Kızılbaş inancı ile birlikte heterojen toplumsal yapısı, etnik Kırmanç kimliği ve sosyal sistemi "Kanunê Kımanciye" (Kırmanciye Kanunu) ile yönetilen Desim (ya da "sonraki adıyla" Dersim ve "şimdiki resmi adıyla" Tunceli), yüzyıllardır farklı bir toplum olagelmiştir. Bu nedenle Dêsim Osmanlı döneminden 1514'lerden, Cumhuriyetin ilk dönemine; oradan 12 Eylül'e, 1994'e ve bugünlere dek daima farklılıkları nedeniyle çıban başı olarak görüldü. Sürekli baskı ve asimilasyon politikaları ile yüz yüze kaldı.
Kitapta 1896'lardan özellikle bölge için dönüm noktası olan 1937/38'lere kadar yaşananlar tanıklıklar üzerinden ele alınmıştır. Bu tanıklıklar bölge tarihi açısından bazı önemli boşlukları doldurmaktadır. Kitaba ismini veren "Yasaklı Bölge" de 1937/38 dönemecinde tanıklıklara konu edinilen olayların geçtiği yerlerin ve resmi politikaların coğrafi boyutunu yansıtmaktadır ve 50'li yıllara kadar askeri bölge olarak kalmıştır.

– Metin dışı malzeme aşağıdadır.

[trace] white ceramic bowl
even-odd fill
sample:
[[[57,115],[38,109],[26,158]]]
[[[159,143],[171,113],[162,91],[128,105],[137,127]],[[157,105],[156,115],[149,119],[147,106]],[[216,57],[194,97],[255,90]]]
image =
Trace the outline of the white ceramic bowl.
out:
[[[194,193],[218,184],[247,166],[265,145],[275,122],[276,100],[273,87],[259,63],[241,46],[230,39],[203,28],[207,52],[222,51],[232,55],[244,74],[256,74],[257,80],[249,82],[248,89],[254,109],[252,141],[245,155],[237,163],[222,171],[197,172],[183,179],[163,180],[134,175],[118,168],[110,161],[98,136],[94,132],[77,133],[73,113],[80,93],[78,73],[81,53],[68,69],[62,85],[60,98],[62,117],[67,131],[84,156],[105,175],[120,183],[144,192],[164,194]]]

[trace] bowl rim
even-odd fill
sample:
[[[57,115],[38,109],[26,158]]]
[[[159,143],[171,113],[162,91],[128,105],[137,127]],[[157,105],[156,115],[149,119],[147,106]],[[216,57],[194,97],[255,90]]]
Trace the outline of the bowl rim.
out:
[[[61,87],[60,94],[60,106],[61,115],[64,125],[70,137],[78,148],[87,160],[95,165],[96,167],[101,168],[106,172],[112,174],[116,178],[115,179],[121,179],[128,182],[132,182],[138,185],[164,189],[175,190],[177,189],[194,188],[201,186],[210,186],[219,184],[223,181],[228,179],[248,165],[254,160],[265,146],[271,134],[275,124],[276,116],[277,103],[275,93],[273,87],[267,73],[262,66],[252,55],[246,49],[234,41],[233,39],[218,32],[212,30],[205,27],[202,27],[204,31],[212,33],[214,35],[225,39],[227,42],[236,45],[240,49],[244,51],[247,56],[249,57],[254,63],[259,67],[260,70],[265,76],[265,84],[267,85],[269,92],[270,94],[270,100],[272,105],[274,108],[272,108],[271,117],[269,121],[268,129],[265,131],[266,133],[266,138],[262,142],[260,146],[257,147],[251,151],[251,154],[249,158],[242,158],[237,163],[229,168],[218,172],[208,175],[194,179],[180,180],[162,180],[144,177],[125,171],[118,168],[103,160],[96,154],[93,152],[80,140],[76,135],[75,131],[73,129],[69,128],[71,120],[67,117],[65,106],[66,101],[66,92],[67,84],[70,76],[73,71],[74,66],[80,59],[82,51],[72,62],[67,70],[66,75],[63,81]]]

Kitabın asıl özelliği bu coğrafyanın yaşadığı acılara tanıklık olmakla birlikte, Osmanlı ve Cumhuriyet dönemlerinde yetkililerin planları, söylemleri, raporlarının yanısıra, o dönem bölgede görevli olarak yaşayanların anıları da kitapta ele alınmıştır. Böylece mağdurların ağzından aktarılanlardan sonra bir de politikaları oluşturan, operasyonları planlayan ve uygulayanların bakış açıları, anıları aktarılarak gerçekler çok taraflı olarak ortaya serilmiştir.
Farklılıklarımızı zenginliklerimiz olarak görebilmeliyiz. Birbirimizin haklarına saygılı olarak, birbirimizi olduğumuz gibi kabullenerek yaşanmış olanlardan dersler çıkarmalıyız. Farklılıklarımızı zenginlik olarak görecek bir toplumsal düzlemin inşası için tarihimizle yüzleşmek ilk adımdır. Kitap tam da bunları amaçlamaktadır.